Wie ist das einzuordnen? Zunächst sollte nicht der Fehler begangen werden, diese Äußerungen nur als Strategie der Entlastung misszuverstehen. Die Relativierung der realen Verbrechen der Faschist*innen eröffnet zugleich denen den Raum, die ihre Ziele noch immer teilen. Das betrifft im Fall der Coronaleugner*innen-Bewegung vor allem den Antisemitismus, der in Verschwörungstheorien etwa über die Tötung des deutschen Volkes durch giftige Impfstoffe virulent ist. Offen oder verschlüsselt werden hier oft Juden verantwortlich gemacht – eine Argumentation, die eher verfängt, wenn man sich auf die selbe Stufe mit deren historischer Verfolgung stellt. Diese Strategie ist allerdings nicht neu oder eine Erfindung der „Querdenker“, sondern ein alter Hut auch in der Naziszene. Dass Antifaschis*innen als „SAntifa“ und „rotlackierte Faschisten“ bezeichnet werden und die Opferrolle exklusiv für sich und „das deutsche Volk“ in Anspruch genommen wird, konnte man schon in den letzten Jahrzehnten in vielen Publikationen lesen.
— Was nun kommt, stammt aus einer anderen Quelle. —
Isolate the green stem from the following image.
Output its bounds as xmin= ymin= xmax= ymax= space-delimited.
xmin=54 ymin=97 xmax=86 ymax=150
Andererseits hat diese Argumentation aber auch erst durch eine Verwässerung des Faschismus-Begriffs, der über die genannten rechten Kreise hinausgeht, überhaupt eine Chance, zu verfangen. Diese Verwässerung hat einen längeren geschichtlichen Vorlauf. Bereits in den seit den 20ern existierenden Totalitarismus-Theorien wurden Faschismus und Sozialismus anhand äußerlicher Merkmale der Verfasstheit von Staaten auf eine Stufe gestellt und von dem Inhalt ihrer Handlungen abstrahiert. Die heute weit verbreitete Extremismus-Theorie, wie sie der Verfassungsschutz benutzt, ist die Anwendung dieser Theorien auf Bewegungen, die nicht an der Macht sind. Da ist es kein weiter Weg zu einem Faschismus-Verständnis, das Faschismus als „irgendwie autoritär und intolerant“ begreift und davon absieht, dass der Faschismus ganz konkrete Ziele und Opfer im Blick hat, die so unsichtbar gemacht werden. Es ist eben nicht dasselbe, wenn Unterkünfte für Geflüchtete angezündet und die Abschiebung ihrer Bewohner*innen gefordert wird und wenn Antifaschist*innen dafür sorgen, dass jene, die dies propagieren und den Täter*innen durch ihre Reden ein Motiv liefern, keine Räume für ihre Versammlungen mehr bekommen. Auch sind weiße Deutsche als solche keine verfolgte Gruppe, sondern die Mehrheitsgesellschaft in einem imperialistischen Land. Diese eigentlich trivialen Tatsachen müssen wir leider immer wieder hervorheben, wenn wir davon reden, was es heißt, Antifaschist*in zu sein.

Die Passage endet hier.